Zhenwu Pavilion (真武阁 (真武閣, Zhēnwǔ Gé)) is a Chinese pavilion located in Rong County, Guangxi. Alongside Yuejiang Tower, Xie Tiao Tower and Zhenhai Tower, it is one of the Four Great Towers of Jiangnan.

== History ==
The original pavilion dates back to the 8th century, founded by Yuan Jie, a poet and official of the Tang dynasty (618-907).

In 1377, at the dawn of the Ming dynasty (1368-1644), local officials built a Taoist temple named "Xuanwu Palace" (玄武宫) on the former site. It was enlarged in 1573, in the ruling of Wanli Emperor, and renamed "Zhenwu Pavilion", which is still in use now.

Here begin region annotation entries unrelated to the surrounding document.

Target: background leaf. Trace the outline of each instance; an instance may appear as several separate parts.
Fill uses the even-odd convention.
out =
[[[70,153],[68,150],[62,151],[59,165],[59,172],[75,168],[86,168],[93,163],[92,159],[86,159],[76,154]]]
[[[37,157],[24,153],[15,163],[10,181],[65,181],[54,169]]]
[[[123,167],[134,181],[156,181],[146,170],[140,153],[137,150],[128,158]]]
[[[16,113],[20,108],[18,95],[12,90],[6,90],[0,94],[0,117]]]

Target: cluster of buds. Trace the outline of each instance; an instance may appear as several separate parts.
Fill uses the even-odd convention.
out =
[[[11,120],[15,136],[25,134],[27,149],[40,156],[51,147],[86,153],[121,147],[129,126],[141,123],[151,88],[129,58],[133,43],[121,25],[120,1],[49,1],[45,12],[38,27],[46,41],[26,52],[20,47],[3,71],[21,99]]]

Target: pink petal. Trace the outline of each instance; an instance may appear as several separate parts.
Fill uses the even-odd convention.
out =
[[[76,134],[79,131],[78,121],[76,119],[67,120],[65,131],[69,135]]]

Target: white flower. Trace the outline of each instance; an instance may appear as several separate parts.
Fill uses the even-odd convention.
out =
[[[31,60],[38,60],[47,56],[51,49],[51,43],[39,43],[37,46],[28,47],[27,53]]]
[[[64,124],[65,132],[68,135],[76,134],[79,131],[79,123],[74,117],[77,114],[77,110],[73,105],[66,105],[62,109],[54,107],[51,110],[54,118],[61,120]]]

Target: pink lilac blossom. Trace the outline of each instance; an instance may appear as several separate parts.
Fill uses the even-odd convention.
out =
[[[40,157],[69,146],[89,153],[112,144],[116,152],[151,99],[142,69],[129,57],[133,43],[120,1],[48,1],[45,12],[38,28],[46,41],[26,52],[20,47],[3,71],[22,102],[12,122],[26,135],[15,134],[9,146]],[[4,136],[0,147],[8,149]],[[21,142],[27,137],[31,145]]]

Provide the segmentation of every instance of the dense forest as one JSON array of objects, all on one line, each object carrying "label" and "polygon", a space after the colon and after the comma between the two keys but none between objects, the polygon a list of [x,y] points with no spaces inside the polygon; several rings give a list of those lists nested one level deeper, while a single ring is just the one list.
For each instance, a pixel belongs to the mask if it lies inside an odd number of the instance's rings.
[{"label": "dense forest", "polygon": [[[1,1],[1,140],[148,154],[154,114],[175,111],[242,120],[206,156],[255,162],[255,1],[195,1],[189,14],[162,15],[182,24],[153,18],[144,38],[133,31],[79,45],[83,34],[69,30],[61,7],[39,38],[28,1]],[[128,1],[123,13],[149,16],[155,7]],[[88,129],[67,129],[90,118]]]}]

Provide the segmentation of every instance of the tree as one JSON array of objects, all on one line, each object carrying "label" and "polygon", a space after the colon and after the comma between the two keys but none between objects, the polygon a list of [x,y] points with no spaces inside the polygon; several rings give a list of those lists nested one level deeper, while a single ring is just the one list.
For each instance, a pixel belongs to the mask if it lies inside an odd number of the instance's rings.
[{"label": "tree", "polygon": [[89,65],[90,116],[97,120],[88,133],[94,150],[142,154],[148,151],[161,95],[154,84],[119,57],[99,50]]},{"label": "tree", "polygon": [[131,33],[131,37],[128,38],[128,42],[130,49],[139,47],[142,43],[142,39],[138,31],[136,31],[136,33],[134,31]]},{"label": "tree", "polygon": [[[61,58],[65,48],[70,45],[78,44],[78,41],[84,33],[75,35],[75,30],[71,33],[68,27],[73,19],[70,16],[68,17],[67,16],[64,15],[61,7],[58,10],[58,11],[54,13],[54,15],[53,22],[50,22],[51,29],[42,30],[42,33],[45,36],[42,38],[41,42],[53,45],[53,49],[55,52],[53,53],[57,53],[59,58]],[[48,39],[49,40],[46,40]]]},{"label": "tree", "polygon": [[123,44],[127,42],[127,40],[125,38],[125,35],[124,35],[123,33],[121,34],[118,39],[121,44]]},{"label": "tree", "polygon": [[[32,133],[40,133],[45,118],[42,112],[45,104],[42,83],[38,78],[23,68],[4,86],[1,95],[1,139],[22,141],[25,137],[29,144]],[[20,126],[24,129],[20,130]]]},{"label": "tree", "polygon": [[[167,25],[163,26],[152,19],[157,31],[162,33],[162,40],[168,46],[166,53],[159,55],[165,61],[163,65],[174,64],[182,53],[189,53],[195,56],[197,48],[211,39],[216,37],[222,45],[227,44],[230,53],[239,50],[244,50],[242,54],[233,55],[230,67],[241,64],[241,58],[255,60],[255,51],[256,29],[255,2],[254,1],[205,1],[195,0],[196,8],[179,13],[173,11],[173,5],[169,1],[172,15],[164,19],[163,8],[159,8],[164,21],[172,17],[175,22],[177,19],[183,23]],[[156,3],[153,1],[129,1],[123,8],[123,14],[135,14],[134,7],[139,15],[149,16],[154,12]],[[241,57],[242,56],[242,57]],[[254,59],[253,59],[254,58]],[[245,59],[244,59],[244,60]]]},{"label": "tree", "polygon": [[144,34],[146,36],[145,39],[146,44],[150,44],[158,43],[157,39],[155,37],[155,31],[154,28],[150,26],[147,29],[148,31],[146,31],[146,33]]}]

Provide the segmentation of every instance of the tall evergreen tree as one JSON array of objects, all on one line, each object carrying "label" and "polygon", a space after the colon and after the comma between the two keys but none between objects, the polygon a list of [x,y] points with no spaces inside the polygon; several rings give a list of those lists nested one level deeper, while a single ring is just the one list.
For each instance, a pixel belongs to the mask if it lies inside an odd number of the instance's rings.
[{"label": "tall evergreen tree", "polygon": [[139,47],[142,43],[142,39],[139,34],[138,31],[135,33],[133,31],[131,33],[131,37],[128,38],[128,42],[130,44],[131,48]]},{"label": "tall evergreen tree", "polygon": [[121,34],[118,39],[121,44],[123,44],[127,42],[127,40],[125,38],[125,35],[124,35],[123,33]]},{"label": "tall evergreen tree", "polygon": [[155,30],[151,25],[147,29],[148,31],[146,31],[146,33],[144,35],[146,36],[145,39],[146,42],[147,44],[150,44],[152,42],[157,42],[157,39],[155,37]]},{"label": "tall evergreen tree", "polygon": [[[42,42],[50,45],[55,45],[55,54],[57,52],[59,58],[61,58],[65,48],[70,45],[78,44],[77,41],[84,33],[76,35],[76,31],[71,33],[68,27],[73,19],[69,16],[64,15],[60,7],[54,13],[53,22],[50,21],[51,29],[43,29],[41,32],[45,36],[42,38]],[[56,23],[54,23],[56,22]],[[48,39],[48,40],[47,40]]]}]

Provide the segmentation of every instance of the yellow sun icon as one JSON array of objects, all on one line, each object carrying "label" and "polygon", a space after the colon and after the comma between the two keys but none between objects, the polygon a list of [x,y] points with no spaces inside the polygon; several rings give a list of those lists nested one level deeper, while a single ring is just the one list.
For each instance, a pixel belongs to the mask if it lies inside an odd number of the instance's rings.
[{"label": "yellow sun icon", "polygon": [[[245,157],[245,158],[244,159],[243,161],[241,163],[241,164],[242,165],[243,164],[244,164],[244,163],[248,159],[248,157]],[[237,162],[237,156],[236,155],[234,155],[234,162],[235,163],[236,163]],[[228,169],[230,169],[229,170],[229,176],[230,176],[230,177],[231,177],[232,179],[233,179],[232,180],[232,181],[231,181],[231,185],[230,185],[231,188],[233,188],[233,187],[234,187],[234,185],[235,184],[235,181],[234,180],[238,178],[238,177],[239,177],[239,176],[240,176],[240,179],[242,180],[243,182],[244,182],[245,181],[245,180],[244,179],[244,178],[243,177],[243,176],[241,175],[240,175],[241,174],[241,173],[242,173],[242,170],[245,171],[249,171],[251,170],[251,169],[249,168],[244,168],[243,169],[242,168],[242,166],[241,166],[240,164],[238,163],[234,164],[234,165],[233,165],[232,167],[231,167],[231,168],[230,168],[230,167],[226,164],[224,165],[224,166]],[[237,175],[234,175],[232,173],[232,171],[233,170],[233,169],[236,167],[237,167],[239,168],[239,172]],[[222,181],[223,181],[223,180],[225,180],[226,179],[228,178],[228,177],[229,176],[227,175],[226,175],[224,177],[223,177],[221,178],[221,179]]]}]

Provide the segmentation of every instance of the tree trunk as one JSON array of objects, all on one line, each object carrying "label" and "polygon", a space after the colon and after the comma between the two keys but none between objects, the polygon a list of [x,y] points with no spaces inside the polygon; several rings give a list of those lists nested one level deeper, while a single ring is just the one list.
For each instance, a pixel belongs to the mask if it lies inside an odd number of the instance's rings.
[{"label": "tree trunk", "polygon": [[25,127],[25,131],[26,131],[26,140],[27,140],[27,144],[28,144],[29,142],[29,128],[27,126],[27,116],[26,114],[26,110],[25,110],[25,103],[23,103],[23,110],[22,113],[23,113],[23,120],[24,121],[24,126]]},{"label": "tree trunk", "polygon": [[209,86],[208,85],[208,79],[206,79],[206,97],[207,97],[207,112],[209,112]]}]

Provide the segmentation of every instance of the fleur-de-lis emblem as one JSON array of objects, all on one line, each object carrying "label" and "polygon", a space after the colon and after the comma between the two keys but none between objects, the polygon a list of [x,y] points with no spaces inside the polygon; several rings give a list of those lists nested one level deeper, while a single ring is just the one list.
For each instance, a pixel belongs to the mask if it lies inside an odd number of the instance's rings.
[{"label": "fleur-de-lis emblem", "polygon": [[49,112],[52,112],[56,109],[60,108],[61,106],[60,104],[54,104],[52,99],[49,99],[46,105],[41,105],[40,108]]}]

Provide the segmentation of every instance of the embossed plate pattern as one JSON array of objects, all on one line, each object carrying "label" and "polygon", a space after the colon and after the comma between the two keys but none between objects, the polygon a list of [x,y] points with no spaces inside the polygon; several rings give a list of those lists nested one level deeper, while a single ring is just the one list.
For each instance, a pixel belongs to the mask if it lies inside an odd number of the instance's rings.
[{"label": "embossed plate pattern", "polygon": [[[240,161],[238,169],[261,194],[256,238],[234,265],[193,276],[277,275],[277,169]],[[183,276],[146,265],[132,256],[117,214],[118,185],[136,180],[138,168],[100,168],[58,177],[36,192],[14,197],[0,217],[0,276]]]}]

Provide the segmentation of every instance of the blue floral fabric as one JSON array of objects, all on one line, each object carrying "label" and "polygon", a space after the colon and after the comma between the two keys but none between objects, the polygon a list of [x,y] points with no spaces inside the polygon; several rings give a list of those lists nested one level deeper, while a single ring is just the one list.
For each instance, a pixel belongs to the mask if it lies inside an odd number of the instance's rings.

On 23 February 1982, it was listed among the second batch of "Major National Historical and Cultural Sites in Guangxi" by the State Council of China. On 25 August 2017, it has been rated as a national AAAA level scenic spot by the China National Tourism Administration.

== Architecture ==
Zhenwu Pavilion is a three-story wooden structure with a gable and hip roof (歇山顶). It is 13.8 m wide, 11.2 m deep and 20 m high and preserves the largest, grandest and most magnificent hall in Guangxi.